On 8/2/2013 6:57 AM, Timo Sirainen wrote:
On Fri, 2013-08-02 at 15:34 +0800, Kavish Karkera wrote:
Hi,
We are repeatedly getting these below warnings for some of our users, al though we have no complaints from them yet, we need to know why these warning occurs.
So it would be help full if some one explain these warning msg in detail. .. Aug 2 12:52:55 blade8 dovecot: imap(kavish.karkera@example.com): Warning: Maildir: Scanning /mail/v3store/example.com/kavish.karkera@example.com/Maildir/cur took 94 seconds (23191 readdir()s, 0 rename()s to cur/, why=0x1)
It means that the maildir INBOX is huge, and it takes a long time to access them with your available disk IO. Possibilities:
Yes, 23K+ and 43K+ emails in a maildir INBOX will generate quite a bit of read IO. Are these shared mailboxes used for some business process, or normal user mailboxes? If the former are these tends of thousands of emails arriving in a single day?
a) Move move of your mails away from INBOX.
If the former you'll want to create a workflow that moves each email to archival storage, or some temporary location, after each email has been processed, either by your automated system or human beings. As you've discovered, allowing so many emails to pile up in a maildir INBOX causes problems.
If the latter, the users need to be properly educated on mail folder hierarchy, sorting, and storage best practices.

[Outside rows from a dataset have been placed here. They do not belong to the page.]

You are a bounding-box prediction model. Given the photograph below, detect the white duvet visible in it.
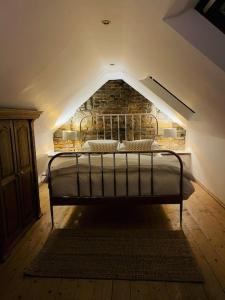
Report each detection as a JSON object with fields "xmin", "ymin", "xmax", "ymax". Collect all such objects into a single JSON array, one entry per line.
[{"xmin": 51, "ymin": 153, "xmax": 194, "ymax": 199}]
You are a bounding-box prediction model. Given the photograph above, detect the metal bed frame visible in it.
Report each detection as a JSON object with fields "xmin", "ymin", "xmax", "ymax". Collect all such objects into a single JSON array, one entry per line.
[{"xmin": 48, "ymin": 114, "xmax": 183, "ymax": 227}]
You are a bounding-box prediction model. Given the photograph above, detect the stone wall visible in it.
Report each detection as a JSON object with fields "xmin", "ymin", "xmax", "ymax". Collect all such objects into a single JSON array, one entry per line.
[{"xmin": 53, "ymin": 80, "xmax": 185, "ymax": 151}]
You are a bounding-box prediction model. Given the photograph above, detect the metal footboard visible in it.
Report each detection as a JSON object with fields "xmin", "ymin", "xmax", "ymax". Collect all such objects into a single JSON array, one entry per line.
[{"xmin": 48, "ymin": 150, "xmax": 183, "ymax": 226}]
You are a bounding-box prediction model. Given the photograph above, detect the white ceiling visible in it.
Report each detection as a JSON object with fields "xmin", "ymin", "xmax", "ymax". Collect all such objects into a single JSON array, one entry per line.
[{"xmin": 0, "ymin": 0, "xmax": 225, "ymax": 136}]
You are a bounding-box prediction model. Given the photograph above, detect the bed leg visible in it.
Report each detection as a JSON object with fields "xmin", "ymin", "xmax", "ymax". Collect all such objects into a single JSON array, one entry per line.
[
  {"xmin": 50, "ymin": 204, "xmax": 54, "ymax": 229},
  {"xmin": 180, "ymin": 201, "xmax": 183, "ymax": 228}
]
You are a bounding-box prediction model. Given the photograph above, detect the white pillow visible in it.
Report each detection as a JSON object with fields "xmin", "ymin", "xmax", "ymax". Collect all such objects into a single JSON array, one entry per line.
[
  {"xmin": 121, "ymin": 139, "xmax": 153, "ymax": 152},
  {"xmin": 151, "ymin": 141, "xmax": 161, "ymax": 150},
  {"xmin": 88, "ymin": 140, "xmax": 118, "ymax": 152},
  {"xmin": 81, "ymin": 140, "xmax": 118, "ymax": 152}
]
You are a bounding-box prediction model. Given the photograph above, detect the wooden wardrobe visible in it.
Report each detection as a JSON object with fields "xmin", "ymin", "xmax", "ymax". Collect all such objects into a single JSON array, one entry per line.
[{"xmin": 0, "ymin": 108, "xmax": 41, "ymax": 260}]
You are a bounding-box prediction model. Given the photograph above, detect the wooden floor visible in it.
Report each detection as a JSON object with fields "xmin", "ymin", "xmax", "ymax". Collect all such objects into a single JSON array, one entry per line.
[{"xmin": 0, "ymin": 185, "xmax": 225, "ymax": 300}]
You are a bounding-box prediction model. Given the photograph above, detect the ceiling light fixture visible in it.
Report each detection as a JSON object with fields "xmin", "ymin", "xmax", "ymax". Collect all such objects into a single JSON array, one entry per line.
[{"xmin": 102, "ymin": 20, "xmax": 111, "ymax": 25}]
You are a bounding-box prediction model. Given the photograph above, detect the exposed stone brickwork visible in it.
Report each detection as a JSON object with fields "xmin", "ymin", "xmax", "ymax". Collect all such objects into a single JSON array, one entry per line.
[{"xmin": 53, "ymin": 80, "xmax": 185, "ymax": 151}]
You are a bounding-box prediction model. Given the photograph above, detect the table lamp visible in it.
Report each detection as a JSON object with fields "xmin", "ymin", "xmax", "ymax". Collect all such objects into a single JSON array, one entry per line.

b) Switch to different mailbox format that can handle large mailboxes, such as mdbox or sdbox.
This will help but not nearly as much as Timo's first suggestion.
For many reasons it's not always possible or feasible for an organization to switch mailbox storage formats. So the last option, which is always the least bang for the buck, is optimizing your storage stack on the NFS server for maximum IOPS.
For instance if you're currently using parity RAID, migrating to RAID10 will give you a 5-15x+ boost in mixed read/write random IOPS throughput. If your RAID has large strips (chunks) of say 128KB+ switching to small strips of 16-32KB will increase IOPS, especially if you're using parity RAID--smaller chunks significantly decrease RMW latency. Switching from EXT3/4 to XFS w/inode64 will provide a boost due to parallelism across allocation groups, and files being clustered around their metadata inodes which decreases head seek latency--this is especially beneficial to maildir which manipulates metadata more than file data.
And then there's always the option of adding more hardware, typically more/faster spindles, maybe more HW RAID cache and more system RAM for greater filesystem buffer cache, or all three.